MMC Tshwaku Warns: Hijacked Building Turf War Threatens Public Safety

Johannesburg’s Member of the Mayoral Committee for Public Safety, Mgcini Tshwaku, has issued a stark and urgent warning: a violent, escalating turf war between criminal syndicates for control of the city’s hijacked buildings has turned entire inner-city blocks into tinderboxes of potential catastrophe. The conflict, centered on the lucrative and illicit rental income from these properties, is no longer a hidden underworld dispute but a clear and present danger to public safety, threatening to spill over into tragedies of fire, structural collapse, or mass violence.

In a charged briefing at the Metro Centre, MMC Tshwaku painted a grim picture of a shadow economy metastasizing into open warfare. “We are not talking about isolated incidents of petty crime,” he asserted. “We are witnessing a coordinated, armed struggle for territorial control of buildings that house thousands of vulnerable residents. These criminal landlords—these slumlords—are fighting over profits extracted from human desperation, and they are doing so with a brazenness that endangers every life in and around those structures.”

The Anatomy of a Criminal Enterprise

The “hijacked building” ecosystem is a multi-layered crisis. Criminal syndicates, often with ties to broader networks involved in drug trafficking and protection rackets, seize control of abandoned or poorly managed properties. They then illegally install basic utilities through dangerous, unauthorized connections to city grids and rent out space, often by the room, to a captive market of migrants, students, and Johannesburg’s working poor. The cash-based, off-the-books revenue streams are immense and tax-free.

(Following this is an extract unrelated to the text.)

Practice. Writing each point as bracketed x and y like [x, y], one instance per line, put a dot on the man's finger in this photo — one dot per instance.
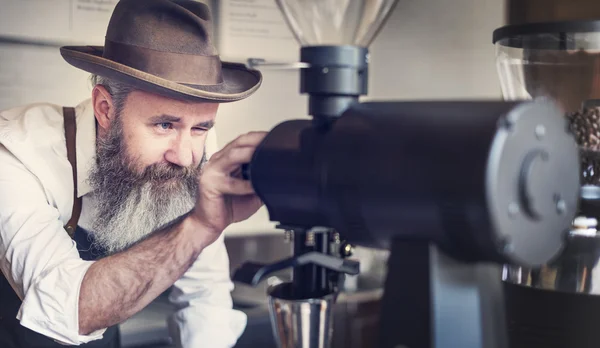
[252, 139]
[234, 186]
[233, 159]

The current violence, according to intelligence reports cited by Tshwaku, stems from newer, more aggressive syndicates attempting to muscle in on the territories of established operators. These clashes involve intimidation, arson attacks on rival-controlled properties, and, as evidenced by recent shootings, armed confrontations.

A Multiplicity of Impending Disasters

MMC Tshwaku detailed how this turf war directly translates into an imminent public safety emergency:

  1. The Fire Trap: The illicit electrical connections are haphazard and overloaded, creating constant fire hazards. A conflict-driven act of sabotage—such as tampering with these already deadly connections—could trigger a blaze in a building with blocked fire escapes, no alarms, and combustible informal internal structures, leading to a loss of life on a horrific scale.
  2. Structural Mayhem: The buildings, many of which have had no official maintenance for decades, are often structurally compromised. Fighting over them includes damaging infrastructure, while the weight of unauthorized internal partitions and the strain of over-occupancy further weakens them. A collapse, whether triggered by conflict or neglect, is a “when, not if” scenario, Tshwaku warned.
  3. Crossfire and Community Terror: As gangs fight for control, residents live in a state of terror, caught between extortion from their current “landlords” and violent incursions from rivals. Stray bullets, forced evictions, and general lawlessness have turned neighborhoods into no-go zones, even for police, who face ambush risks in the dense, unfamiliar warrens of the buildings.

A Call for Coordinated, Decisive Action

Tshwaku’s warning is a direct call to escalate the city’s response beyond periodic raids. He advocated for a permanent, multi-departmental “Hijacked Building Task Force” combining the city’s Group Forensic and Investigation Service (GFIS), JMPD, SAPS, Home Affairs, and Disaster Management.

“We need a sustained surgical strategy, not sporadic skirmishes,” he stated. “This means permanently disconnecting and securing utilities to make these buildings uninhabitable for profit, followed by systematic evacuations and humanitarian relocation of legitimate, vulnerable tenants. Simultaneously, we must pursue the financial trails of these syndicates and their enablers with asset forfeiture and racketeering charges.”

The MMC’s alarming assessment underscores a critical juncture for Johannesburg’s inner city. The battle for its soul is being literalized as a violent struggle for its most derelict assets. Containing this turf war is no longer just about urban management; it is, as Tshwaku framed it, a preventative operation to avert a major humanitarian disaster playing out in the heart of South Africa’s economic capital. The time for intervention, he concluded, is not tomorrow, but today, before the city is forced to count the dead.